However, when monotherapy fails, combining MTX with a biological works better than switching to the biologic alone, according to a systematic review by Katrina E. Donahue, MD, MPH, and colleagues published early online in Annals of Internal Medicine.1 Dr. Donahue is in the department of family medicine at the University of North Carolina at Chapel Hill.

Biologicals plus MTX better than conventional DMARDs as second-line treatment
The systematic review included 42 head-to-head randomized controlled trials, one head-to-head nonrandomized trial, nine placebo-controlled trials, eight systematic reviews or meta-analyses, and 58 observational studies. All studies had at least 100 participants and 12 weeks of follow-up. Meta-analyses were rated good- or fair-quality. The included studies compared benefits or harms of 11 RA drug therapies.
According to Dr.
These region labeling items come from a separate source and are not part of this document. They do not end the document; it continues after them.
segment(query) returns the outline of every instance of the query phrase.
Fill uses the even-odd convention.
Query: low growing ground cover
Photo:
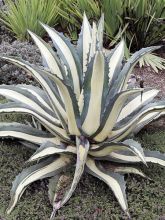
[[[5,116],[5,121],[11,120]],[[4,120],[4,118],[1,118]],[[24,120],[18,117],[18,120]],[[136,139],[144,148],[165,152],[165,131],[143,130]],[[22,199],[7,216],[5,210],[10,201],[10,189],[14,177],[22,170],[24,162],[33,153],[13,140],[0,142],[0,219],[1,220],[46,220],[50,216],[51,205],[47,196],[47,181],[37,181],[24,193]],[[25,165],[24,165],[25,167]],[[157,165],[149,165],[142,170],[152,179],[128,175],[127,195],[132,219],[164,219],[165,213],[165,170]],[[59,210],[56,219],[127,219],[123,215],[111,190],[98,179],[87,174],[83,176],[74,196]]]

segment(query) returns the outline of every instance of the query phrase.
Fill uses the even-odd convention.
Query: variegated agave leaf
[[[41,23],[56,50],[29,31],[46,68],[35,67],[16,57],[0,57],[24,69],[41,86],[0,86],[0,95],[9,101],[0,105],[0,113],[29,114],[35,124],[32,127],[16,122],[1,123],[0,137],[18,138],[34,149],[38,146],[28,162],[39,161],[15,179],[8,213],[30,183],[53,176],[51,183],[58,185],[54,176],[73,165],[73,160],[76,161],[73,181],[59,201],[55,202],[55,188],[52,190],[52,184],[49,187],[52,216],[72,196],[84,171],[104,181],[129,216],[123,175],[136,173],[145,177],[134,163],[165,166],[164,154],[143,150],[140,143],[126,139],[131,132],[165,114],[164,101],[152,103],[157,90],[128,88],[133,67],[159,46],[143,48],[125,62],[122,40],[107,55],[103,48],[103,23],[102,15],[98,25],[94,22],[91,27],[84,13],[77,46]],[[103,160],[109,166],[104,167]],[[60,181],[60,176],[57,180]]]

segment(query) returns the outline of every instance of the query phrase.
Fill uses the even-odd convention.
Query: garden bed
[[[139,134],[137,139],[144,148],[164,152],[165,131]],[[10,200],[11,184],[32,154],[16,141],[0,143],[0,219],[1,220],[46,220],[52,207],[47,196],[47,181],[37,181],[24,193],[18,205],[7,216],[5,210]],[[153,180],[127,175],[127,197],[132,219],[164,219],[165,213],[165,170],[157,165],[143,167]],[[164,216],[164,217],[163,217]],[[103,182],[85,174],[67,205],[57,214],[62,219],[127,219],[121,211],[111,190]]]

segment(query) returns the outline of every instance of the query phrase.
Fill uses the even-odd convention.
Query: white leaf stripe
[[[121,121],[122,119],[130,115],[133,111],[139,109],[140,107],[143,107],[145,104],[152,101],[152,99],[158,94],[158,92],[159,91],[156,89],[152,89],[152,90],[147,89],[146,91],[144,90],[142,100],[141,100],[141,94],[135,96],[121,110],[117,122]]]
[[[93,22],[93,25],[92,25],[92,40],[91,40],[91,46],[90,46],[88,62],[90,62],[92,57],[95,55],[96,46],[97,46],[97,25],[96,25],[95,22]]]
[[[158,151],[144,151],[146,162],[157,163],[159,165],[165,166],[165,154]],[[120,163],[137,163],[141,162],[137,156],[134,156],[128,152],[113,152],[110,153],[106,160],[120,162]]]
[[[1,123],[0,137],[19,138],[35,144],[43,144],[45,141],[60,144],[59,139],[51,135],[51,133],[46,133],[20,123]]]
[[[17,85],[17,86],[24,90],[27,90],[33,96],[35,96],[42,105],[44,105],[46,108],[48,108],[51,111],[53,110],[51,103],[49,102],[48,96],[44,90],[40,89],[39,87],[31,86],[31,85]]]
[[[116,127],[113,129],[113,131],[108,135],[110,140],[114,141],[120,141],[123,138],[125,138],[130,132],[134,130],[137,123],[143,120],[144,117],[146,117],[148,114],[151,113],[158,113],[158,112],[164,112],[165,111],[165,103],[158,102],[158,103],[151,103],[145,106],[140,112],[138,112],[135,115],[131,115],[125,119],[123,119],[121,122],[119,122]]]
[[[49,109],[45,109],[45,107],[38,103],[38,100],[35,96],[31,96],[28,91],[25,91],[21,88],[17,88],[17,86],[0,86],[0,94],[11,99],[16,100],[17,102],[21,102],[26,104],[30,108],[34,109],[39,114],[43,114],[46,118],[55,123],[55,125],[60,126],[60,121],[56,119],[56,116]]]
[[[101,15],[101,18],[98,22],[98,30],[97,30],[97,42],[98,42],[98,50],[103,50],[103,34],[104,34],[104,14]]]
[[[80,114],[76,96],[73,90],[57,76],[50,76],[58,85],[64,99],[65,109],[68,116],[68,130],[71,135],[80,135]]]
[[[111,165],[111,164],[108,164],[106,166],[106,168],[112,172],[115,172],[115,173],[120,173],[120,174],[137,174],[137,175],[140,175],[144,178],[148,178],[140,169],[136,168],[136,167],[133,167],[133,166],[129,166],[129,165]]]
[[[49,158],[37,165],[24,169],[13,182],[11,190],[11,202],[7,213],[9,214],[15,207],[23,192],[32,182],[46,177],[54,176],[70,163],[70,158],[61,155],[56,158]]]
[[[58,62],[57,56],[56,56],[55,52],[53,51],[53,49],[48,44],[46,44],[46,42],[43,41],[42,38],[38,37],[36,34],[34,34],[31,31],[28,31],[28,32],[31,35],[31,37],[33,38],[36,45],[38,46],[38,48],[39,48],[42,56],[44,57],[51,73],[53,73],[63,79],[61,70],[60,70],[59,65],[57,63]]]
[[[124,40],[122,40],[114,49],[109,59],[109,83],[111,82],[116,70],[121,67],[124,56]]]
[[[77,184],[84,172],[84,166],[86,163],[86,158],[88,155],[89,150],[89,141],[84,137],[80,137],[76,139],[76,146],[77,146],[77,162],[76,162],[76,170],[73,178],[72,185],[69,191],[66,193],[64,198],[61,201],[60,207],[62,207],[72,196],[73,192],[75,191]]]
[[[47,25],[42,24],[42,26],[51,37],[61,59],[71,73],[74,93],[78,99],[81,90],[82,67],[79,57],[76,54],[76,50],[74,46],[69,42],[69,40],[66,39],[62,34],[59,34],[57,31]]]
[[[50,121],[44,118],[43,115],[36,113],[34,110],[28,108],[28,106],[21,103],[7,103],[0,105],[0,113],[19,112],[26,113],[34,116],[40,123],[50,131],[50,133],[59,136],[60,138],[69,141],[69,137],[66,131],[60,127],[55,126]]]
[[[90,80],[90,98],[88,111],[82,124],[82,129],[87,135],[92,135],[100,126],[101,107],[104,90],[104,56],[96,52]],[[89,91],[88,91],[89,92]],[[95,122],[95,123],[93,123]]]
[[[133,133],[137,134],[145,125],[149,124],[153,120],[156,120],[157,118],[159,118],[163,114],[165,114],[165,112],[164,113],[152,112],[152,113],[147,114],[144,118],[142,118],[142,120],[140,120],[136,124],[136,127],[133,129]]]
[[[96,165],[96,162],[89,157],[86,166],[87,172],[104,181],[112,189],[122,209],[128,214],[124,177],[117,173],[105,172],[105,170],[100,169]]]
[[[51,141],[44,142],[37,151],[30,157],[30,161],[38,160],[40,158],[48,157],[52,154],[61,154],[61,153],[71,153],[76,154],[76,146],[63,146],[56,143],[53,143]]]
[[[112,152],[121,151],[121,150],[127,150],[132,152],[134,155],[137,155],[143,163],[145,162],[143,148],[140,146],[140,144],[133,140],[126,140],[125,142],[105,142],[102,145],[96,147],[97,145],[94,145],[94,148],[90,148],[89,154],[93,157],[97,157],[101,159],[101,157],[105,157],[109,155]]]
[[[91,37],[92,37],[91,26],[84,12],[83,24],[82,24],[81,32],[80,32],[79,39],[77,42],[77,51],[82,61],[83,74],[87,70],[88,54],[89,54],[90,44],[92,40]]]
[[[124,92],[117,94],[113,98],[113,100],[106,107],[105,113],[101,121],[101,126],[93,135],[95,141],[101,142],[109,135],[109,133],[113,129],[113,126],[116,123],[116,120],[119,116],[119,113],[122,109],[124,102],[127,100],[127,98],[130,95],[139,93],[140,91],[142,90],[141,89],[126,90]]]
[[[53,109],[55,108],[56,113],[57,113],[56,110],[58,110],[57,116],[59,117],[59,119],[61,120],[61,118],[63,118],[65,121],[67,121],[67,115],[62,106],[61,100],[59,99],[59,95],[57,94],[57,91],[55,90],[54,85],[52,85],[51,80],[47,77],[47,75],[42,70],[36,69],[36,67],[30,65],[29,63],[13,58],[13,57],[3,56],[1,58],[21,67],[28,73],[32,74],[34,78],[41,84],[45,92],[47,93],[51,101],[52,107]],[[61,114],[61,116],[59,116],[59,113]]]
Donahue
- The 23 head-to-head trials showed no clinically significant differences in monotherapy trials either among the synthetic DMARDs or among the anti-TNF drugs.
- In patients whose first RA regimens had failed, those switching to biological DMARDs were significantly more likely than those receiving synthetic DMARDs to achieve functional independence and/or remission.
- Radiographic outcomes were better with anti-TNF monotherapy than with MTX monotherapy, but there were no important differences in clinical outcomes such as ACR20.
- Various combinations of biologicals with MTX were more effective than either alone.
- For patients whose monotherapy fails, combination therapy is more effective than switching to another monotherapy, but there is not enough evidence to support any particular combination over another.
- Adding prednisone to hydroxychloroquine, MTX, or sulfasalazine is more effective than the DMARD alone in reducing joint swelling and tenderness and improving function.
- There were no meaningful clinical differences between MTX and either leflunomide or sulfasalazine.
- For patients with early RA, combining MTX and sulfasalazine is no better than using either alone.
"In a prospective cohort study of patients whose initial RA treatment failed, those receiving biological DMARDs had, after 12 months, almost 4 times higher odds of achieving functional independence...and almost two times higher odds of achieving remission than those receiving synthetic DMARDs," Dr. Donahue reported.
The adverse effects analyses showed that
- About 17 of every 1000 people taking a biologic for 3 to 12 months have a serious infection.
- Combining two biologic DMARDs increases the risk of serious infection.
- Among the biologics, painful injection site reactions are more common for anakinra (67%) than for etanercept (22%) or adalimumab (18%).
The researchers pointed out that a number of important questions remain about how best to deploy the available RA treatments.
"Clinical decision making would benefit from examining timing of initiation of therapies, applicability of combination strategies and biological DMARD therapy in community practice, and specific head-to-head comparisons focusing on different combination strategies and different biological DMARDs," the authors write. But they warn, "The risk for rare but serious adverse events including malignant conditions, serious infections, demyelination, severe infusion reactions, or congestive heart failure, must be established in well-conducted observational studies with active harms surveillance."
This point is particularly important, since most of the studies available for this systematic review "were efficacy trials conducted in highly selected populations." Of the included studies, 48.5% were supported by pharmaceutical companies and another 10.9% by a combination of pharmaceutical and government funding.
Reference
1. Donahue KE, Gartiehner G, Jonas DE, et al. Comparative effectiveness and harms of disease-modifying medications for rheumatoid arthritis. Ann Intern Med. 2007 Nov 20; [Epub ahead of print].